WILSON A. BENTLEY (1865-1931)

An album with 25 photographs of snowflakes.

Gold-chloride toned microphotographs from glass plate negatives, each approximately 4x3 inches

(10.2x7.6 cm.), all but one with Bentley’s signature and many with his notation ARP or MBN, in

ink or in pencil, on verso; 2 also with a date, on recto or verso, and one of these with Bentley’s

notation “wonderful,” also on verso. Oblong 8vo, paper leatherette album with a tied binding, the

photographs arranged 2 per page in black photo corners. 1888-1927

[20,000/30,000]

This album was apparently compiled by a woman who lived in Jericho,Vermont and knew Bentley.

She was gifted these photographs and then, by descent, to the present owner.

Working at the prismatic intersection of art and science,Wilson “Snowflake Man” Bentley became

the first person to photograph a single snowcrystal in 1885 by adapting a microscope to a bellows

camera.

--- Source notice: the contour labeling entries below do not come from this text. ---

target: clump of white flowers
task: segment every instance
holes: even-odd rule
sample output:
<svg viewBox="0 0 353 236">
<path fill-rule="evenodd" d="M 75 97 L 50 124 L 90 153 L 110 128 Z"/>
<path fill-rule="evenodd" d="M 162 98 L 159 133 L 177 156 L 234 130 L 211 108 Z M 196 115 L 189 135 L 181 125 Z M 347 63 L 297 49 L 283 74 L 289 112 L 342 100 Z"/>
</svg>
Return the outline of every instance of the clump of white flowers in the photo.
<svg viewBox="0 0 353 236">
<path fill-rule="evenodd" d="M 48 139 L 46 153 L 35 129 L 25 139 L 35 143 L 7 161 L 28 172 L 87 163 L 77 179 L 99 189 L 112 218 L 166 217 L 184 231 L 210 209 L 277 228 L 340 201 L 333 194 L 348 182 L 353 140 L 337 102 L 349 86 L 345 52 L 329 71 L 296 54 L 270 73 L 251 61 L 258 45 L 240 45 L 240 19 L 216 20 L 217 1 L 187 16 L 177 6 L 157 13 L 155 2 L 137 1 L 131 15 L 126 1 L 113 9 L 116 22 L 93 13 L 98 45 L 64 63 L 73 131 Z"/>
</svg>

Capturing over 5,000 images of snowcrystals in his lifetime, Bentley perfected the delicate

and time-consuming technique needed to capture the ephemeral crystals and created a valuable

record (including the now commonly understood fact that each snowflake is unique). He was also

the first American to measure raindrops.

Deeply committed to his work, Bentley wrote,“Under the microscope I found that snowflakes were

miracles of beauty; and it seemed a shame that this beauty should not be seen and appreciated by

others. Each crystal was a masterpiece of design; and no one design was ever repeated [...] I became

possessed with a great desire to show people something of this wonderful loveliness, and ambition

to become, in some measure, its preserver.”